HP Inc reported better-than-expected fiscal second-quarter financials despite the continued pressure from rising memory costs.
HP posted adjusted earnings for the quarter ended on April 30 of 86 cents per share, well above Wall Street estimates of 71 cents per share, according to FactSet. Revenue for the quarter of $14.4 billion also came in higher than analyst estimates of $14 billion.
Personal Systems revenue was $10.2 billion, up 13% from the prior year and ahead of the $10 billion analysts expected. Printing revenue was $4.2 billion, flat compared with the previous year and above Wall Street estimates of $4.1 billion.
Shares initially jumped following the report, but were flat shortly after.

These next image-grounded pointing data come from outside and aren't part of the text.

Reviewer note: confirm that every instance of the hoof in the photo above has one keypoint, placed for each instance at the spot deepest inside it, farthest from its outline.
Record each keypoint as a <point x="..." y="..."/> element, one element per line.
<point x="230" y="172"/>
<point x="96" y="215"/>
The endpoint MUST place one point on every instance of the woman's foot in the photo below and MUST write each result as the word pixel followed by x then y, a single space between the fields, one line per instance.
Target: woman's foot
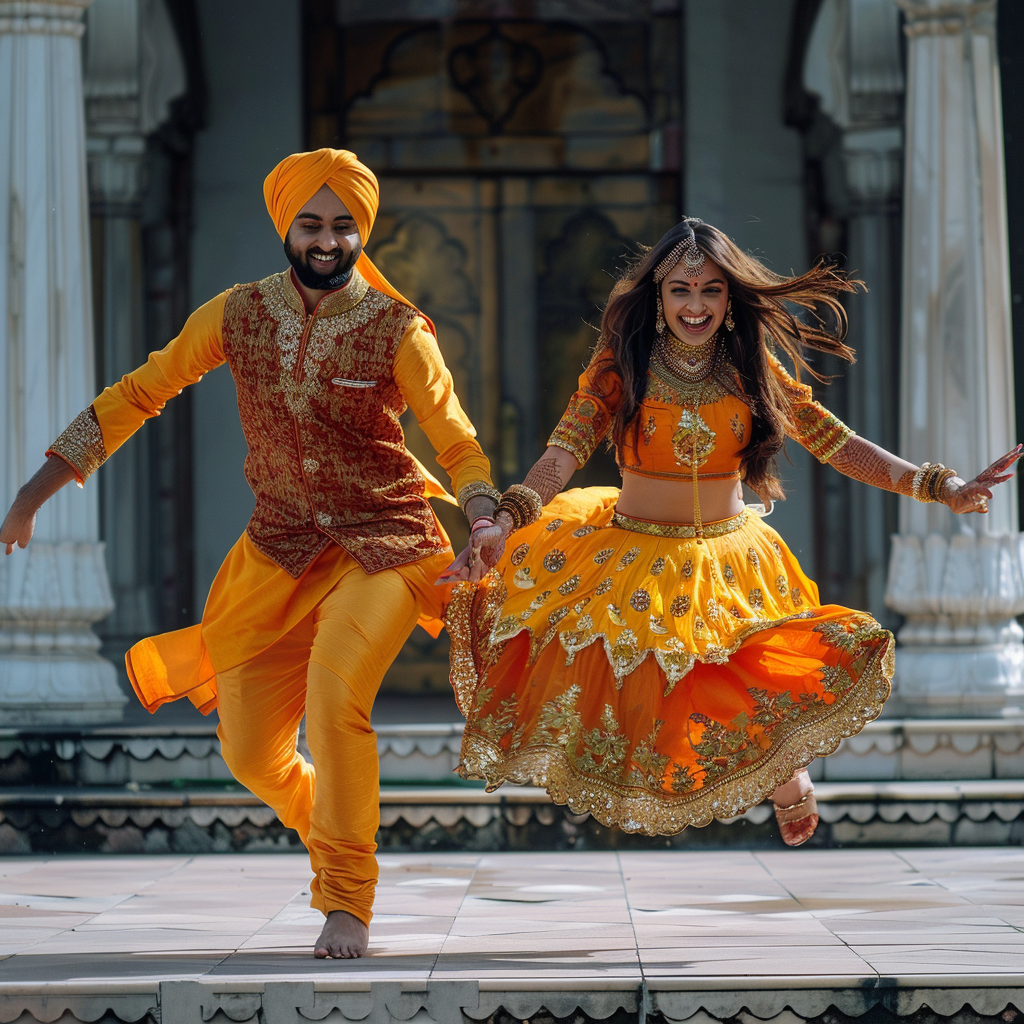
pixel 796 809
pixel 344 937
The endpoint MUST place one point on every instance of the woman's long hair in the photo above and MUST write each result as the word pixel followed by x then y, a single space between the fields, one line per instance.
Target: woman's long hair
pixel 759 310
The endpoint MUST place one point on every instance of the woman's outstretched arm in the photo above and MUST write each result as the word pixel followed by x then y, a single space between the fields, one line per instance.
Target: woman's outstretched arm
pixel 862 460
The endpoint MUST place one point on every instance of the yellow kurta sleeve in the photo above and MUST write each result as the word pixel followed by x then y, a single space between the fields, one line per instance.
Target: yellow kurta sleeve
pixel 426 385
pixel 98 431
pixel 813 426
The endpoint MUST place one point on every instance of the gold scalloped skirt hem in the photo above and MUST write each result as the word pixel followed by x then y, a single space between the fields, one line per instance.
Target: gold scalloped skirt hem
pixel 652 811
pixel 550 669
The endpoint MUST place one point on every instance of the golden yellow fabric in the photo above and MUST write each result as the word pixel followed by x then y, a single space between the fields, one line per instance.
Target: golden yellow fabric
pixel 329 666
pixel 426 385
pixel 298 177
pixel 655 682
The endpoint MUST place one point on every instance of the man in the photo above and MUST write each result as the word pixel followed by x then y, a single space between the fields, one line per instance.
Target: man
pixel 340 557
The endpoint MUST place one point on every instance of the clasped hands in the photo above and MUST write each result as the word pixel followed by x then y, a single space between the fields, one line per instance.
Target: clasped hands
pixel 486 544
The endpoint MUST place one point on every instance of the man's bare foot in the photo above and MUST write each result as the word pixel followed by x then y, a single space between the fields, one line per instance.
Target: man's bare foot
pixel 344 937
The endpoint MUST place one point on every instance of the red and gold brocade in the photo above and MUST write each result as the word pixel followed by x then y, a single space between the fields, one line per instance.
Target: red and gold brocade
pixel 640 674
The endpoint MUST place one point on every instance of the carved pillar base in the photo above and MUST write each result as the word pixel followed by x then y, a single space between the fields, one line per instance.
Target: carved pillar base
pixel 50 673
pixel 961 648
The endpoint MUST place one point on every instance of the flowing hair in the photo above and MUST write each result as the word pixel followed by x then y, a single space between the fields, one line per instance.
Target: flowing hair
pixel 762 323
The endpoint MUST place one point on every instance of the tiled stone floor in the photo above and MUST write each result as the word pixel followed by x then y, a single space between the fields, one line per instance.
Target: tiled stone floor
pixel 578 916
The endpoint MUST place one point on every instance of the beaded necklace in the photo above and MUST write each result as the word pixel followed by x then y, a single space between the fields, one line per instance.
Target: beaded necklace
pixel 692 369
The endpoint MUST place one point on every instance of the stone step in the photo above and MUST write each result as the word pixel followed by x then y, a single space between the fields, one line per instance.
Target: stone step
pixel 140 819
pixel 887 750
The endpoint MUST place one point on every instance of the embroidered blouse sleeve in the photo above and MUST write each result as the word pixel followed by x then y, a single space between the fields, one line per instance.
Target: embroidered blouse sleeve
pixel 98 431
pixel 813 426
pixel 586 421
pixel 426 385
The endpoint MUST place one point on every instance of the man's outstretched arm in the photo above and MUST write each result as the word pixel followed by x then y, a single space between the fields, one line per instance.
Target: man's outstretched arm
pixel 116 415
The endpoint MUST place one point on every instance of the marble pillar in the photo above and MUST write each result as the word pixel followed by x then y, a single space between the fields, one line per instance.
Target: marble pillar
pixel 854 67
pixel 958 581
pixel 51 593
pixel 126 98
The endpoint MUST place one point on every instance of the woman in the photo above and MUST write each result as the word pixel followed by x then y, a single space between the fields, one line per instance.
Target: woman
pixel 655 655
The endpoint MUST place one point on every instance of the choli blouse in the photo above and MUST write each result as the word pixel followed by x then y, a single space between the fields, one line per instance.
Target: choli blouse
pixel 681 424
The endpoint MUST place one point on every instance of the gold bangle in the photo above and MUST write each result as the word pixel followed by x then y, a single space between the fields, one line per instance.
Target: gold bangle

HP said it now expects fiscal 2026 adjusted earnings to be between $2.90 per share and $3.10 per share. This comes after the company said in February that it expected earnings for the fiscal year to come in at the lower end of its guidance, which was between $2.90 a share and $3.20 a share at the time.
“With two solid quarters behind us, we are executing with discipline in a dynamic environment and are strengthening our outlook for the fiscal year to reflect this,” CFO Karen Parkhill said in the earnings release.
The soaring cost of memory has been a problem for HP and the entire tech hardware space. Memory is a component used to help power artificial intelligence. As more companies rush to build out the infrastructure needed to power AI, memory demand is far outpacing supply. As a result, costs have soared, impacting the margins of equipment manufacturers everywhere.
HP and other tech hardware companies have been trying to offset these rising costs by raising prices for consumers.